Il progressista Obama, il «verde» Obama, abbraccia il nucleare come buona carta da giocare per garantire al pianeta un futuro energetico ma anche ambientale. Lo fa in nome di un interesse bipartisan, spingendo l'industria, la finanza, la tecnologia. Tutta la tecnologia e non solo quella nippo-americana AP1000 di Westinghouse-Toshiba. Che anzi deve vedersela, perfino da loro, con il concorrente francese Epr, più avanti nello sviluppo e con due reattori già in costruzione in Francia e Finlandia.
Pragmatismo. Realismo. Indispensabile coraggio, quello di Obama. Gli avversari politici, nuclearisti già certificati, dovranno assecondarlo. I finanziamenti pubblici non mancheranno, seppur con tutte le obiezioni del caso.
Ben altra cosa rispetto allo scenario un po' sconfortante che il nostro paese sta dedicando allo stesso tema. Tanti i pentiti del referendum che nel 1987 ha smantellato il nostro atomo, allora all'avanguardia. Pentiti a sinistra, in questi giorni preelettorali, defilati dietro il no pregiudiziale al piano messo sul tavolo dal Governo Berlusconi con il suo ministro Claudio Scajola.

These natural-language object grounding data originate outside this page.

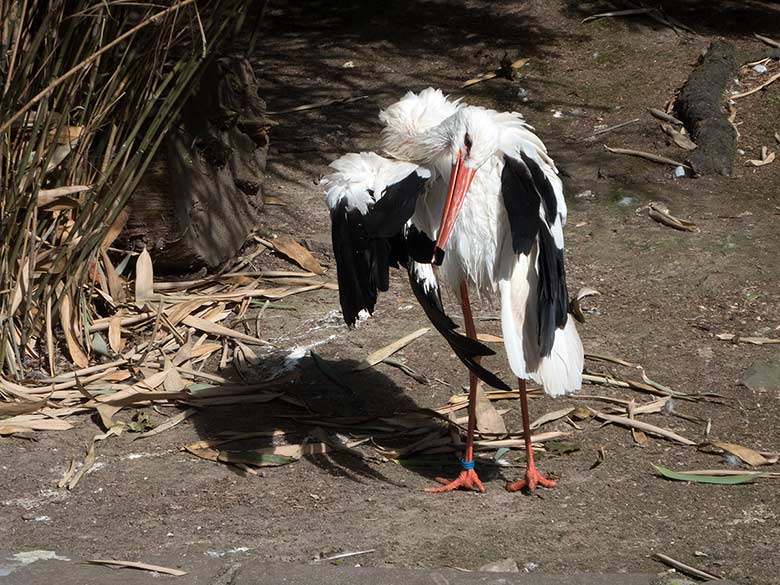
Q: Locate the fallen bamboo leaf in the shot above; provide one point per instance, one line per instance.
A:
(16, 425)
(642, 426)
(647, 156)
(726, 472)
(388, 350)
(488, 419)
(139, 566)
(221, 330)
(17, 408)
(663, 216)
(751, 340)
(144, 277)
(680, 139)
(290, 248)
(67, 320)
(551, 416)
(699, 478)
(749, 456)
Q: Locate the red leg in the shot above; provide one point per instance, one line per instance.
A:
(532, 477)
(468, 478)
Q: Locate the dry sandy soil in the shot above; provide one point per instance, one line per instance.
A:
(665, 295)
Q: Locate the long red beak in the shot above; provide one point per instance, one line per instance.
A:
(460, 181)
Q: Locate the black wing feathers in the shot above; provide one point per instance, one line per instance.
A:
(525, 188)
(522, 204)
(366, 245)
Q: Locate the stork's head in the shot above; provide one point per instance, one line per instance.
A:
(472, 137)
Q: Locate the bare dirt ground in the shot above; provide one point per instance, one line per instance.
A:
(665, 295)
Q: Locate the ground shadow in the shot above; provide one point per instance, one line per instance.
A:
(327, 400)
(729, 18)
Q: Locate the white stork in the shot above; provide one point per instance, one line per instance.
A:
(474, 192)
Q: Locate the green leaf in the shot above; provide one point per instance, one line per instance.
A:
(719, 479)
(141, 423)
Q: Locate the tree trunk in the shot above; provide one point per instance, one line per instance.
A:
(202, 194)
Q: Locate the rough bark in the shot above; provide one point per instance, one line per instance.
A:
(202, 194)
(700, 107)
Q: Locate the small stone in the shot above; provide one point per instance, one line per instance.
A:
(763, 376)
(502, 566)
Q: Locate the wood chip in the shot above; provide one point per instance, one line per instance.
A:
(663, 216)
(139, 566)
(388, 350)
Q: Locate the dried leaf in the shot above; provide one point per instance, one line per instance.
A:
(67, 320)
(139, 566)
(169, 424)
(488, 419)
(115, 334)
(388, 350)
(290, 248)
(220, 330)
(144, 277)
(749, 456)
(697, 478)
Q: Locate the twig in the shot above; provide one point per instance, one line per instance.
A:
(661, 115)
(767, 40)
(769, 81)
(687, 569)
(320, 104)
(615, 127)
(647, 156)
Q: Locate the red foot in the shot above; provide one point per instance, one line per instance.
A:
(467, 479)
(531, 480)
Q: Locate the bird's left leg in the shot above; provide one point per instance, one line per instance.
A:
(532, 476)
(468, 478)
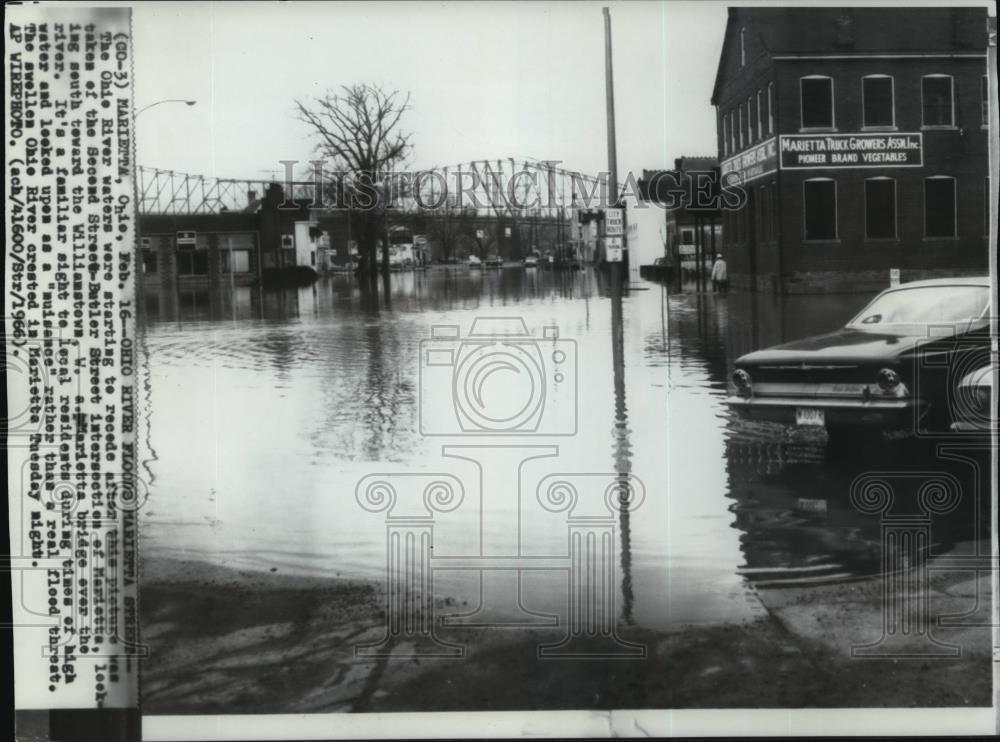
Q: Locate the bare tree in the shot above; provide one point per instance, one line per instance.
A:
(359, 132)
(447, 224)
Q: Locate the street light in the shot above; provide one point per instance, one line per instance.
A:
(166, 100)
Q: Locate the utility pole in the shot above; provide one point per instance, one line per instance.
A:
(609, 90)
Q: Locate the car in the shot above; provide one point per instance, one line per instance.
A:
(893, 366)
(972, 407)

Il no della sinistra è apparentemente netto. Ma magari, dopo i necessari fragori delle amministrative, i pragmatici riprenderanno fiato e innescheranno più meditate riflessioni. Come non ricordare, del resto, le vecchie simpatie pro-atomo del segretario Pd Pier Luigi Bersani. Che ora se la cava anche lui con un pizzico di diplomazia dicendo che «per il nucleare ci vuole il fisico» e «questo piano è pasticciato e non dà le necessarie garanzie».
L'imbarazzo della sinistra è del resto poca cosa rispetto a quello che deve attraversare il centrodestra ufficialmente nucelarista. Formigoni, Zaia, per non parlare della Sardegna di Cappellacci. Tutti «appoggiano» la ricetta ufficiale, ma nei loro territori proprio no. Il nucleare non entrerà. Perché comunque – se la cavano così - non è necessario. Il dopo elezioni dovrà portare consiglio anche a loro.